How do you create a dataframe from a csv file and be able to execute the same groupby command that simply works when creating the dataframe by hand?
Step-by-step i tried to do:
I create a pandas dataframe with multiindexed columns:
df = pd.DataFrame({
('A', 'x'): [1, 2, 3, 4],
('A', 'y'): [10, 15, 20, 25],
('B', 'x'): [7, 8, 9, 10],
('B', 'y'): [1, 1, 2, 2],
})
I then add a new column with some "metadata" that has only one column identifier:
df["C"] = ["F1", "F1", "F2", "F2"]
Results in:
A B C
x y x y
0 1 10 7 1 F1
1 2 15 8 1 F1
2 3 20 9 2 F2
3 4 25 10 2 F2
And i group my data on this column "C" – this works:
grouped = df.groupby("C").sum()
A B
x y x y
C
F1 3 25 15 2
F2 7 45 19 4
now i store the dataframe as csv file and read it again:
df.to_csv("test.csv")
df2 = pd.read_csv("test.csv", header=[0, 1], index_col=0)
A B C
x y x y Unnamed: 5_level_1
0 1 10 7 1 F1
1 2 15 8 1 F1
2 3 20 9 2 F2
3 4 25 10 2 F2
executing the same groupby command on the read-in dataframe results in an error:
df2.groupby("C").sum()
File "xxx\py311\Lib\site-packages\pandas\core\groupby\grouper.py", line 980, in get_grouper
raise ValueError(f"Grouper for '{name}' not 1-dimensional")
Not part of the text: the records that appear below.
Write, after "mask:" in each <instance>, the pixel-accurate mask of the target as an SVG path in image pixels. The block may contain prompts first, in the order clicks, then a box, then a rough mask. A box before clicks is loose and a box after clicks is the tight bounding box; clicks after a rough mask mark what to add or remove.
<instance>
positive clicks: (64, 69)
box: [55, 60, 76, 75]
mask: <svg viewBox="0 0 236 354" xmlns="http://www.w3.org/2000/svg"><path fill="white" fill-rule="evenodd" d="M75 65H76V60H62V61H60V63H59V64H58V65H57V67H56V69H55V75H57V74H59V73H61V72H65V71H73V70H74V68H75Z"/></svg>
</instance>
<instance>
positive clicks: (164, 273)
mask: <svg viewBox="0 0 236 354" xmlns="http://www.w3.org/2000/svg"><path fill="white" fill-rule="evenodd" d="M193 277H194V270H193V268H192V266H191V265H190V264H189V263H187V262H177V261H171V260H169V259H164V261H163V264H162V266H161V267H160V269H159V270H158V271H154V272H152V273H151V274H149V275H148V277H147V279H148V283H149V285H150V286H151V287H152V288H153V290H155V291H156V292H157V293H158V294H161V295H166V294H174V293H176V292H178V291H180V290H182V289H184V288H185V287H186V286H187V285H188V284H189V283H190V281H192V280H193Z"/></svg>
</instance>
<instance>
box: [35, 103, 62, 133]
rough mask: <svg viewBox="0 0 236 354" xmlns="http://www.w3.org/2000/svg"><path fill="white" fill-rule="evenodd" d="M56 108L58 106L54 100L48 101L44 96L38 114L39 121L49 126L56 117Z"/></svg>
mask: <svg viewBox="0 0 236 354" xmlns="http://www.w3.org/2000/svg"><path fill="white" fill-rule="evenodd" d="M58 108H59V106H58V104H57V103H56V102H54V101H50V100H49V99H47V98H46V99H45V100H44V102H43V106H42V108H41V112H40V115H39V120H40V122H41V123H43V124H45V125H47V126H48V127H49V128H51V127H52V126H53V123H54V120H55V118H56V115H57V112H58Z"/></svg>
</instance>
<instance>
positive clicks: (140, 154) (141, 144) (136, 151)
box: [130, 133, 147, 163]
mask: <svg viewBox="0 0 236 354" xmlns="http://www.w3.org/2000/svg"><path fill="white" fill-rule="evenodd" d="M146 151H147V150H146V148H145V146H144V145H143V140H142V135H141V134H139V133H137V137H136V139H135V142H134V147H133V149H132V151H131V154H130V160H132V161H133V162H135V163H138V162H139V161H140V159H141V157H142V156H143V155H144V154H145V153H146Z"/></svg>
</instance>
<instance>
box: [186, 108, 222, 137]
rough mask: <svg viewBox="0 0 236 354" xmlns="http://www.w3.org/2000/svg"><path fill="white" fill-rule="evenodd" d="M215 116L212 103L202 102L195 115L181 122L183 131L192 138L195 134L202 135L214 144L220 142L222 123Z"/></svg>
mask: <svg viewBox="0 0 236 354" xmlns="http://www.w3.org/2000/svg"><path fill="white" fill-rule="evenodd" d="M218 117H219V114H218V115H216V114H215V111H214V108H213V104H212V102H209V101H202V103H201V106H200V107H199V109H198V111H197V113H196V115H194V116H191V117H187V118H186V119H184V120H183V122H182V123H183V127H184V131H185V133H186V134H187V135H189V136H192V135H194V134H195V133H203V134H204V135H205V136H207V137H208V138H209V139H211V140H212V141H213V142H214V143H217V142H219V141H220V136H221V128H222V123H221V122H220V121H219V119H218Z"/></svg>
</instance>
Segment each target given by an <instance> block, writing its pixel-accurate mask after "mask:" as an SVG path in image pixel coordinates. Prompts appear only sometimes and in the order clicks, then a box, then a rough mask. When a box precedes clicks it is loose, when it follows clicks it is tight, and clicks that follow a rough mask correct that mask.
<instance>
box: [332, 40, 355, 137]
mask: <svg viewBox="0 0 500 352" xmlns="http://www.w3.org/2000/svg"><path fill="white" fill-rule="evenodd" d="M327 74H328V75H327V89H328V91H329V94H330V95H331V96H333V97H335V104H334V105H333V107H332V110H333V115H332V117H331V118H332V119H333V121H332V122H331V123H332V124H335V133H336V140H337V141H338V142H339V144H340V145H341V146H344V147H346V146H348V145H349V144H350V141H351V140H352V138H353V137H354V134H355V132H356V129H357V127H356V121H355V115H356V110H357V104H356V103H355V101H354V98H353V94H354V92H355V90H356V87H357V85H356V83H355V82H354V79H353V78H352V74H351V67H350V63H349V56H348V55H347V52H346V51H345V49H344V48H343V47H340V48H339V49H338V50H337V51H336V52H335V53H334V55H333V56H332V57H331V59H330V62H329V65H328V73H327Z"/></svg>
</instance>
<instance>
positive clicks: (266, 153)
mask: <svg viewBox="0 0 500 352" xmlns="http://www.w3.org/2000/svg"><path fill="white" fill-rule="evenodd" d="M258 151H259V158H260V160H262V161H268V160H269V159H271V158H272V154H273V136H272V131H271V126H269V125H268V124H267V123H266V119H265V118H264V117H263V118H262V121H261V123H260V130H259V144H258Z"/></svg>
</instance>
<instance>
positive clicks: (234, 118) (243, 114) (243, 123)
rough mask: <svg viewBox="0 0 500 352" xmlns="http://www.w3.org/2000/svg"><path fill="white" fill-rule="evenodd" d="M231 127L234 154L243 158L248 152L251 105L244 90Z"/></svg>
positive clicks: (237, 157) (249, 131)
ValueError: Grouper for 'C' not 1-dimensional
I just cant seem to work out what i need to do to be able to groupby the column after reading in the data from csv?
>Solution :
Pandas ignores the trailing empty string levels* during the groupby.
grouped.index
# Index(['F1', 'F2'], dtype='object', name='C') <- not a tuple
You can rename your "Unnamed" columns to empty string when importing the data to get the previous behavior:
df2 = (pd.read_csv("test.csv", header=[0, 1], index_col=0)
.rename(columns=lambda x: '' if x.startswith('Unnamed:') else x)
)
df2.groupby('C').sum()
Output:
A B
x y x y
C
F1 3 25 15 2
F2 7 45 19 4
*This means that a ('C', '', 'X', '') name could be matched by ('C', '', 'X'), but not by 'C'.